L’effetto di queste continue revisioni, secondo gli esperti rossocrociati, è “la crescita di dubbi circa una ripresa nel 2014 e nel 2015”. Così secondo gli uomini del Credit Suisse “non si potrà investire in Saipem finché le maggiori incertezze non verranno chiarite”. Neppure le valutazioni apparentemente interessanti a cui tratta ora il titolo (che oscilla in queste ore poco sopra i 15 euro, contro gli oltre 40 euro raggiunti a inizio anno) “potranno catalizzare l’attenzione per diversi mesi” ed anzi gli analisti si attendono che l’azione resti “dead money” e sottoperformerà il settore anche nel prossimo futuro. Come dire che non è il caso di precipitarsi a investire nel titolo solo perché costa “poco” rispetto alle quotazioni anche solo della scorsa settimana. Il che dimostra ancora una volta la validità del detto di borsa: “non tentare mai di afferrare un coltello che cade”. Perché non sapete mai se lo prenderete dal manico o dalla lama, col rischio di farvi molto male.
Più in generale il caso Saipem, che giunge dopo analoghe difficoltà sofferte da altri titoli italiani come Finmeccanica o Ansaldo Sts (colpite da revisioni al ribasso degli obiettivi aziendali, o da cancellazione di commesse, o dalla crisi più profonda del previsto di interi mercati), fa riflettere su come la borsa italiana resti un mercato marginale dominato da pochi grandi nomi (in maggioranza del settore finanziario, dell’energia e in misura minore dell’industria), non particolarmente trasparente (avete mai letto qualche report sui problemi del Monte dei Paschi di Siena, o di Fondiaria-Sai, piuttosto che di Finmeccanica, di Saras o di Saipem, prima che esplodessero clamorosamente? Chiedetevi il perché, nonostante negli anni fossero già venuti alla luce casi clamorosi come i crack di Parmalat, di Cirio o del gruppo Burani solo per ricordarne alcuni).

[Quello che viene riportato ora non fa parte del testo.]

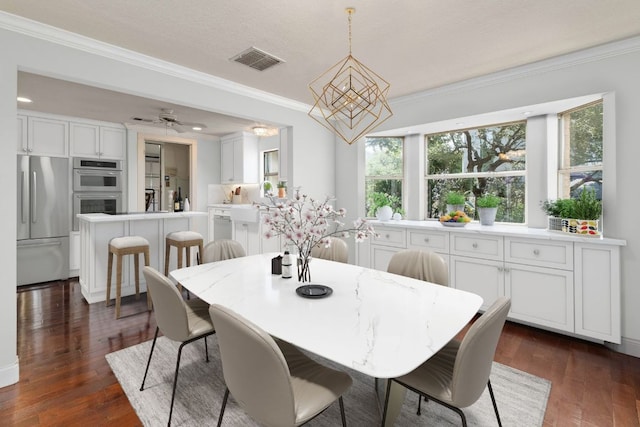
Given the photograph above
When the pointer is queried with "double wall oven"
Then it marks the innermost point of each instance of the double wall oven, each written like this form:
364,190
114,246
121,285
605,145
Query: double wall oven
97,187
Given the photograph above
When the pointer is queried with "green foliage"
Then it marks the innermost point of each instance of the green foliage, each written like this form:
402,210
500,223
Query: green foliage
488,201
377,200
560,208
455,198
587,206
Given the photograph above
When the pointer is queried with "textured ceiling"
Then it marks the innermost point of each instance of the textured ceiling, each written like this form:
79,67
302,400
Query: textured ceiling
415,45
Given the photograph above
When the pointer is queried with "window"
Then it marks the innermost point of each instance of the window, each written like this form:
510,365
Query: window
477,161
384,172
270,162
581,151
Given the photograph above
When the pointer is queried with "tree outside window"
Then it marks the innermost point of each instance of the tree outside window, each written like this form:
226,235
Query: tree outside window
478,161
581,159
384,171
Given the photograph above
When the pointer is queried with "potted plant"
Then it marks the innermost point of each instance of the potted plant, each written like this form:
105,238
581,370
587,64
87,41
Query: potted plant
455,201
487,207
382,205
585,214
556,210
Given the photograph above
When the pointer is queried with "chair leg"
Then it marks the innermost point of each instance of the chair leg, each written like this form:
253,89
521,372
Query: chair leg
493,400
386,401
155,337
224,404
344,419
175,380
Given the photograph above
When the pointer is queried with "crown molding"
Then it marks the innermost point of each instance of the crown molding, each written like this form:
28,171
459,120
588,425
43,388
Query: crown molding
66,38
598,53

E’ anche questa l’ennesima conferma che il capitalismo “di relazione” che da decenni ha contraddistinto l’economia italiana è ormai un modello rotto più che in crisi. E che andrebbe cambiato, assieme al modello di credito che si è venuto a creare in simbiosi con esso. Quousque tandem abutere patientia nostra? E non mi riferisco a Catilina buonanima.